La ciencia en México no es una aspiración nueva, sino una herencia de éxitos monumentales que debemos reivindicar, como ocurrió con la creación de la píldora anticonceptiva, un hito que transformó la historia de la humanidad y que tuvo como protagonista al químico nayarita Luis Ernesto Miramontes. Este tipo de logros nacionales demuestra que el talento mexicano es capaz de alcanzar la vanguardia mundial cuando se cultiva el rigor académico, tal como lo expuso en esta ocasión la doctora Annie Pardo Cemo al abordar la complejidad de la fibrosis idiopática y los retos del envejecimiento. Al recordar que un joven científico de Nayarit cambió el rumbo de la medicina global, queda claro que la apuesta por la investigación no es un lujo, sino una herramienta de supervivencia y bienestar que debe traducirse en políticas públicas que atiendan las necesidades más apremiantes de la ciudadanía.

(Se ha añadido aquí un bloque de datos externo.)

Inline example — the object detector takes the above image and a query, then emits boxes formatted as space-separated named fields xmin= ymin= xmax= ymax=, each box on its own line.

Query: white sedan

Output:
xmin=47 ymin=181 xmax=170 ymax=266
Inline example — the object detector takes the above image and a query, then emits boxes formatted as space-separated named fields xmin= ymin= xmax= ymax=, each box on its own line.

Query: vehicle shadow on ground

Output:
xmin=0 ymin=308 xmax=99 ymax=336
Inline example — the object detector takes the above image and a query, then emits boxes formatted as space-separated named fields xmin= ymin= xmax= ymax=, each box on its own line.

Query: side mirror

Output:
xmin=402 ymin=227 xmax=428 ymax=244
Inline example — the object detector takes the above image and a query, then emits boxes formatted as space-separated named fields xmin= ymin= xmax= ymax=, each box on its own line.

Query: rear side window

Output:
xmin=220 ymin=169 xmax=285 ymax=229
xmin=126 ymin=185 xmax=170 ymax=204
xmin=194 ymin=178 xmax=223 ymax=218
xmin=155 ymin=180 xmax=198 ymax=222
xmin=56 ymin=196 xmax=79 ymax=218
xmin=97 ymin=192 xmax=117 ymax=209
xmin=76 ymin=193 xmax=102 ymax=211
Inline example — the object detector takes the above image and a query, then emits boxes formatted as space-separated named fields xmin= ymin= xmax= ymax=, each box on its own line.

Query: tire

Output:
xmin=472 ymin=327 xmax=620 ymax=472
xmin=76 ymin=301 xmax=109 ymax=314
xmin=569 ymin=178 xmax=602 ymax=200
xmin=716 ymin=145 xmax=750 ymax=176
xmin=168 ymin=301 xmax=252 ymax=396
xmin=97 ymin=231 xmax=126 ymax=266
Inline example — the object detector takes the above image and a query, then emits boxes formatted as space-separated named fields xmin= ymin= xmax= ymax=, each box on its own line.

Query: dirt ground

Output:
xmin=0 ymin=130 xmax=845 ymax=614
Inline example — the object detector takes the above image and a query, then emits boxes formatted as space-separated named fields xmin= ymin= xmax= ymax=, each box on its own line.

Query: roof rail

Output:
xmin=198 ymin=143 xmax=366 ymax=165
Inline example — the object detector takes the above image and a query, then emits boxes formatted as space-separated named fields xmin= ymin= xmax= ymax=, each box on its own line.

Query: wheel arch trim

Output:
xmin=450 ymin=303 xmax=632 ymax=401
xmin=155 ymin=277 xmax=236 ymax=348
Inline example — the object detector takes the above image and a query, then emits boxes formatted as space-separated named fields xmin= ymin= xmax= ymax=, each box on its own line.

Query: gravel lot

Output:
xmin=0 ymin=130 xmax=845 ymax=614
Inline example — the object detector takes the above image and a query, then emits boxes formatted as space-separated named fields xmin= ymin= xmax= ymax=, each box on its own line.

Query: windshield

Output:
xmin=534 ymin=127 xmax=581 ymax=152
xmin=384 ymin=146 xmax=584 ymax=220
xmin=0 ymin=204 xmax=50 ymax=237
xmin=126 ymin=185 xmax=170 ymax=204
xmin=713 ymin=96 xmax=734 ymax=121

Sin embargo, el panorama educativo presenta desafíos que no se pueden ignorar y que la secretaria señaló con puntualidad al referirse a la preocupante disminución en la matrícula de carreras fundamentales como física, matemáticas, biología y filosofía. Es una señal de alerta que debe ser atendida con políticas de incentivo reales, pues sin científicos y humanistas, México corre el riesgo de quedarse rezagado en la carrera por la soberanía tecnológica y el desarrollo del pensamiento crítico. La preocupación por el descenso en el interés hacia estas disciplinas revela una desconexión que el Estado debe reparar si aspira a que las próximas décadas no sean de dependencia, sino de una generación de conocimiento propio que responda a los dilemas de nuestra realidad.
Finalmente, la integración de las humanidades en este esquema permite que el avance tecnológico no pierda su dimensión ética y social, reconociendo que saber de dónde venimos es tan importante como saber hacia dónde nos dirigimos como sociedad. El mensaje de Rosaura Ruiz Gutiérrez en Puebla es, en esencia, un voto de confianza por la racionalidad y el estudio serio como los únicos motores capaces de mover la estructura de un país que necesita urgentemente más investigadores y menos polemistas. Queda esperar que esta visión se materialice en los planes de estudio y que la cátedra magistral sea solo el inicio de un diálogo permanente entre el poder público y la comunidad científica en beneficio de las nuevas generaciones.